Almost all prisons (except those in urban centers) are located on ample reservations of land and have at least 300m from the wall to the nearest habitation.

Sure, but there’s already the incentive to corrupt the system. This raises the difficulty.

Not sure who is doing all this suing, being that its going to be prison employees in the parking lot.

Whose side are you on anyway? This is gold.

There’s a huge advantage to bricking the phones instead of the SIM cards. Smuggling a phone is risky and difficult because of the physical size of the devices (the existence of the “Beat the BOSS” condom-sized phones shows how important size is.) Smuggling a SIM card can be done with nothing more than a careful application of fingernail polish, so replacing a bricked SIM card represents no challenge.

Brick a phone once, or brick a different SIM card every day - which makes more sense?

Geolocation of phones isn’t precise enough to positively place the phones inside the yard. Reflections, signal attenuation, and other interference means that most phones can be located only to somewhere within an area a few hundred meters wide - the margin of error may be larger than the prison’s real estate. The wireless providers would constantly be sued for wrongly blocking calls made from the prison parking lot, the street outside, from the gas station next door, or wherever. And any whitelist is an invitation to smugglers to corrupt the system to smuggle “unblockable” phones into the prison.

Having a judge sign a court order to brick the offending phones absolves the wireless company of all blame. They’re happy to abdicate the responsibility to someone else.

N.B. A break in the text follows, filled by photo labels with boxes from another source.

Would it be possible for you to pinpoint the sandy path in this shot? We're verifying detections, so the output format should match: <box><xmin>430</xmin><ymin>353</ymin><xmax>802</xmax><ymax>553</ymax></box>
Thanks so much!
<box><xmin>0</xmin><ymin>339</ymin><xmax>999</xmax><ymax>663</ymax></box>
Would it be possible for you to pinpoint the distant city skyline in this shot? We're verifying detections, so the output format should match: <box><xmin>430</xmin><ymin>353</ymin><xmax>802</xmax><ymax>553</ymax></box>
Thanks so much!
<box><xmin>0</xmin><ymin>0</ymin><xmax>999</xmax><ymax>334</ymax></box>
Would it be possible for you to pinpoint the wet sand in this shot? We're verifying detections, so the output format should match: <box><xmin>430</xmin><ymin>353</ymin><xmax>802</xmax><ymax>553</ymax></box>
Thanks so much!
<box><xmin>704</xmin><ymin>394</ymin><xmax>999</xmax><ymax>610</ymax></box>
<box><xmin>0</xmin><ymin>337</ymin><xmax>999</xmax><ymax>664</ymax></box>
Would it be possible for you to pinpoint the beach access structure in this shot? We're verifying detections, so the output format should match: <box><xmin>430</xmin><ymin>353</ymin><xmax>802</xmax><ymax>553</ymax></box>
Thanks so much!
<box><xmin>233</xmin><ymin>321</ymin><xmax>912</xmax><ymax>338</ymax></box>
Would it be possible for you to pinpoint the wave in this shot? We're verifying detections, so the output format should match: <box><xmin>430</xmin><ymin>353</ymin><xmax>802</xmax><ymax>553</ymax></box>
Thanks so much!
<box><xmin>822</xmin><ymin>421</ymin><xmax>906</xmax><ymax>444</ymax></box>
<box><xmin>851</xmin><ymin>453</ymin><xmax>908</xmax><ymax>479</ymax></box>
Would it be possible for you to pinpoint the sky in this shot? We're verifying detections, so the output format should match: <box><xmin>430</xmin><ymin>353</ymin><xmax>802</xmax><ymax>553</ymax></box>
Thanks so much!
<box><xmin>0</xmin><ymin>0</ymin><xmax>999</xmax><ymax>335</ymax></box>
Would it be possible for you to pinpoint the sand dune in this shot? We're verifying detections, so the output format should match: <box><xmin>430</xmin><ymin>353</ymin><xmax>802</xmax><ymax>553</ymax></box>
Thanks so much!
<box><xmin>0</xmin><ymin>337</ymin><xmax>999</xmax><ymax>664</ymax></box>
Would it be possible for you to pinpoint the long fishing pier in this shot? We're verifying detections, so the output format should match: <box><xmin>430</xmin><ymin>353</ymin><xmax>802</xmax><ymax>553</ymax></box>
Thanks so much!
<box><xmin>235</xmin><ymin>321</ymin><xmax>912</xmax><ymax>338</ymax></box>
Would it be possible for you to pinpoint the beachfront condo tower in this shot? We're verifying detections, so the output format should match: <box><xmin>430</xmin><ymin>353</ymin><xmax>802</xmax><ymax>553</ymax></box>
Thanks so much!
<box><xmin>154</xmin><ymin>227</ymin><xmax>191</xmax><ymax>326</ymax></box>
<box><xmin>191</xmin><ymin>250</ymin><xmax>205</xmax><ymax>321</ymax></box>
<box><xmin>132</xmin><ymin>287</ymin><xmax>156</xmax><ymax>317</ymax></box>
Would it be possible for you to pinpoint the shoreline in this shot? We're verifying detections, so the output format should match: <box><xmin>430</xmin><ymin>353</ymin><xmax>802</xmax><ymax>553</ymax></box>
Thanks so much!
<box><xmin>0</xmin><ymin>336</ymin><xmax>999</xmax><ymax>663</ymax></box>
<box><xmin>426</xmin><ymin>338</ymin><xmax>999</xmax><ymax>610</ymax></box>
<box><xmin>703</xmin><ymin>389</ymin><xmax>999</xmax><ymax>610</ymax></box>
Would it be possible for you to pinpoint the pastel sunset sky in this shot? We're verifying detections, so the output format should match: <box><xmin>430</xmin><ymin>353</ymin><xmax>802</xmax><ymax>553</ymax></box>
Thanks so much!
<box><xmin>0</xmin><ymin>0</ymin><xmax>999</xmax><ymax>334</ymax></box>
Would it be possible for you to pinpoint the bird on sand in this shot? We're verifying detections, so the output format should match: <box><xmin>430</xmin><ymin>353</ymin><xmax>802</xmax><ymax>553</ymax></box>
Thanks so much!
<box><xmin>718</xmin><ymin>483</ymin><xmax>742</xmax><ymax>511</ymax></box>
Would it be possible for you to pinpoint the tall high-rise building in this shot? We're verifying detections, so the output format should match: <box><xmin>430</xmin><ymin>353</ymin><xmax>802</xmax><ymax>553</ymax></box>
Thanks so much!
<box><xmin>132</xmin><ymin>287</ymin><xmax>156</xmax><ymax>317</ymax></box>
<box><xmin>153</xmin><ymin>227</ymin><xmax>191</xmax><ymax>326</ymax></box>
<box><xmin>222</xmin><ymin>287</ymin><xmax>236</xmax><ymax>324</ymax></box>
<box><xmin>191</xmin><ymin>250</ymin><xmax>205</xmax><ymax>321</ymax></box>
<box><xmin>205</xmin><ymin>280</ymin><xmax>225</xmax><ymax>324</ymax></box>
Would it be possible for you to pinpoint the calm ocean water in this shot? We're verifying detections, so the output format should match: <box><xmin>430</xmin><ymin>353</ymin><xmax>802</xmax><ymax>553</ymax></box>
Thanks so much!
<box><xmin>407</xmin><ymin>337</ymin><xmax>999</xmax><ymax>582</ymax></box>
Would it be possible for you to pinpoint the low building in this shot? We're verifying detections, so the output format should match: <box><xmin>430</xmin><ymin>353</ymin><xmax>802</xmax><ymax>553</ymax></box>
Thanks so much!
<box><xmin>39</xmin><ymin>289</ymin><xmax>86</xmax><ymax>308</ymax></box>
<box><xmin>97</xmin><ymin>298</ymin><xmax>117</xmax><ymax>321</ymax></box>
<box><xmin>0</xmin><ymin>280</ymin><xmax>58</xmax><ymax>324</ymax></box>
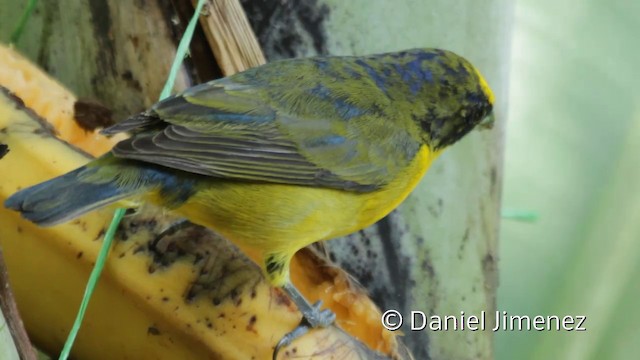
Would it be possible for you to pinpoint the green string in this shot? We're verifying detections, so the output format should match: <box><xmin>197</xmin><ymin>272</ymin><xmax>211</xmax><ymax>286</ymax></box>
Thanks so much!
<box><xmin>501</xmin><ymin>209</ymin><xmax>540</xmax><ymax>223</ymax></box>
<box><xmin>57</xmin><ymin>0</ymin><xmax>206</xmax><ymax>360</ymax></box>
<box><xmin>9</xmin><ymin>0</ymin><xmax>38</xmax><ymax>44</ymax></box>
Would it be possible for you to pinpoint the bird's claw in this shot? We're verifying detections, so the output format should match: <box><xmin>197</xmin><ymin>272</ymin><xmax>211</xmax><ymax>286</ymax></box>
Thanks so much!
<box><xmin>273</xmin><ymin>301</ymin><xmax>336</xmax><ymax>360</ymax></box>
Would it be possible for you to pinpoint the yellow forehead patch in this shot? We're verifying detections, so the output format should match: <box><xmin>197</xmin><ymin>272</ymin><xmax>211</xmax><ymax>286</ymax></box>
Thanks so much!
<box><xmin>473</xmin><ymin>66</ymin><xmax>496</xmax><ymax>105</ymax></box>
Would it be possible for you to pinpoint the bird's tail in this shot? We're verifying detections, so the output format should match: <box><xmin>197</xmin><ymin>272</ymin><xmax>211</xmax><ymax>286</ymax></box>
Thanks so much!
<box><xmin>4</xmin><ymin>155</ymin><xmax>144</xmax><ymax>226</ymax></box>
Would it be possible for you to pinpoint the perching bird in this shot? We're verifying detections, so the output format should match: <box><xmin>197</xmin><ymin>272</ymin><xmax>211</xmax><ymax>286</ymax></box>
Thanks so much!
<box><xmin>5</xmin><ymin>49</ymin><xmax>494</xmax><ymax>352</ymax></box>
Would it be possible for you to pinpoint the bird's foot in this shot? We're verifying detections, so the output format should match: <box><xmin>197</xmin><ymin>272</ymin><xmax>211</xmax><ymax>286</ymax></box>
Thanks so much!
<box><xmin>273</xmin><ymin>301</ymin><xmax>336</xmax><ymax>360</ymax></box>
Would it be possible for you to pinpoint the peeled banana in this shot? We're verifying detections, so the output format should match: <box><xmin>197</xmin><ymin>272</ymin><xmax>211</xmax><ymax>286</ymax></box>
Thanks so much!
<box><xmin>0</xmin><ymin>47</ymin><xmax>410</xmax><ymax>359</ymax></box>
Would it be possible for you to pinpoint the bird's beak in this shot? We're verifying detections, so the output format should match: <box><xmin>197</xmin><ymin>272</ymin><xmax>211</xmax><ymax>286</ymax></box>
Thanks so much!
<box><xmin>478</xmin><ymin>110</ymin><xmax>496</xmax><ymax>130</ymax></box>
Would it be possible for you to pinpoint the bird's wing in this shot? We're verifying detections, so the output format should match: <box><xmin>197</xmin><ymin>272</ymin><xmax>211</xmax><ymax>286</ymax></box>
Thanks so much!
<box><xmin>106</xmin><ymin>71</ymin><xmax>419</xmax><ymax>192</ymax></box>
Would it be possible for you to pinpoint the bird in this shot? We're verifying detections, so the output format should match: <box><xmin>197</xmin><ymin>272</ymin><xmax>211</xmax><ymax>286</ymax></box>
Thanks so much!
<box><xmin>5</xmin><ymin>48</ymin><xmax>495</xmax><ymax>350</ymax></box>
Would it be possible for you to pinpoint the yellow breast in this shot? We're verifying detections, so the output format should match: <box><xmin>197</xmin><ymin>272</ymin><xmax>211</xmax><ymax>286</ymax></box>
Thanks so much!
<box><xmin>164</xmin><ymin>146</ymin><xmax>438</xmax><ymax>262</ymax></box>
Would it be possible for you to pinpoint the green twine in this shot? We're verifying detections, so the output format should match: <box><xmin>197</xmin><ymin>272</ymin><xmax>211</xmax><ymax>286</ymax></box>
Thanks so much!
<box><xmin>9</xmin><ymin>0</ymin><xmax>38</xmax><ymax>44</ymax></box>
<box><xmin>58</xmin><ymin>0</ymin><xmax>205</xmax><ymax>360</ymax></box>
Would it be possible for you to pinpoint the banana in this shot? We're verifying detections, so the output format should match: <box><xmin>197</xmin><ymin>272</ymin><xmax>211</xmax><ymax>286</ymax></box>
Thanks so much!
<box><xmin>0</xmin><ymin>47</ymin><xmax>411</xmax><ymax>359</ymax></box>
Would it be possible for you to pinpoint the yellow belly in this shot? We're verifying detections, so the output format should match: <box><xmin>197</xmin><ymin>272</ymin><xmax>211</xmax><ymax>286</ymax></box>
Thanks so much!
<box><xmin>162</xmin><ymin>146</ymin><xmax>437</xmax><ymax>282</ymax></box>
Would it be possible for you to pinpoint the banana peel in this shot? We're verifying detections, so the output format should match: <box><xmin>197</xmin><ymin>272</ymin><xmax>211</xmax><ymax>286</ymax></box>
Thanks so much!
<box><xmin>0</xmin><ymin>43</ymin><xmax>411</xmax><ymax>359</ymax></box>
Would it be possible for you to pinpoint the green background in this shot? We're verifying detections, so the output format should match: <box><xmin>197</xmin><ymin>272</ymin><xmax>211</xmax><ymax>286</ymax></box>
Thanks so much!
<box><xmin>496</xmin><ymin>0</ymin><xmax>640</xmax><ymax>359</ymax></box>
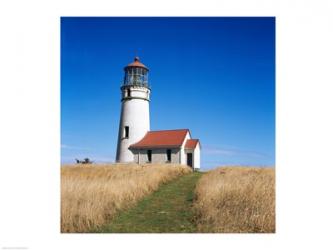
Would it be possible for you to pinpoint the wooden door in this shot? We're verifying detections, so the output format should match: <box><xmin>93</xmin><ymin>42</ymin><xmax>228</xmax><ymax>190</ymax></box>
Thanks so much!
<box><xmin>187</xmin><ymin>153</ymin><xmax>193</xmax><ymax>168</ymax></box>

Neither, really; when you can blacklist the IMEI. Requires almost no cooperation from the handset(if the handset merrily spoofs IMEIs that wouldbe a problem; and by no means impossible; but heavily frowned upon basically everywhere; and by most telcos and baseband/SoC vendors, so much less likely than 'merrily ignores California anti-theft killswitch law); renders it similarly useless as a phone (unlike the ‘just sold overseas where they don’t use our blacklists’ problem that makes this a tepid anti-theft mechanism; you only need the cooperation of carriers with signal coverage of the prison); and gives you the interesting opportunity to continue observing it to see if, and which, SIMs various optimists my try using to get it to work.

Burning SIMs is whack-a-mole; but IMEIs are a bit less ephemeral.

Smuggled cellphones are also a crucial lifeline for incarcerated activists fighting against prison slavery and brutality.

I suspect that they aren’t carefully sorting and forwarding genuine calls to mom; but it would be deeply unsurprising if some prisons have healthier stingray populations than most marine preserves. The FCC has taken a dim view of straight, brute-force, jamming; but clearly doesn’t care about the more discrete stuff; and a building full of people who aren’t supposed to have cellphones, some of them suspected of conversing with their criminal associates, seems far too juicy to pass up.

Naturally, any results with be the work of ‘a confidential informant’; keeping it all neatly unverifiable.

It’s what authority does. If they don’t brick it, its on a stingray anyhow.

We won our independence from tyranny, without cell phones.

What was the lifeline -before- cell phones, and was it more, or less, effective?

Officially permitted calls and visits, smuggled letters.

Regrettably:

1. Permitted contact is already sharply limited by both overt restriction and financial exploitation. Geographic factors also cause harm; urban prisoners are increasingly incarcerated in isolated rural prisons.

2. Prison authorities routinely respond to activism by cutting off contact with the external world. Most prison strikes are barely reported, and prisoner advocacy networks are routinely filled with alerts along the lines of “Joe X is one of our guys in prison Y, he’s been in lockdown for three weeks and we have no idea if he’s still alive”.

Probably less; letters are a very slow means of conducting a detailed conversation.

Prison brutality and slavery is not a new thing, although the scale and industrialisation of it is. US prisoners have been de facto slaves ever since the Civil War, but it’s only now that prisoner numbers are back up to levels comparable to antebellum slavery.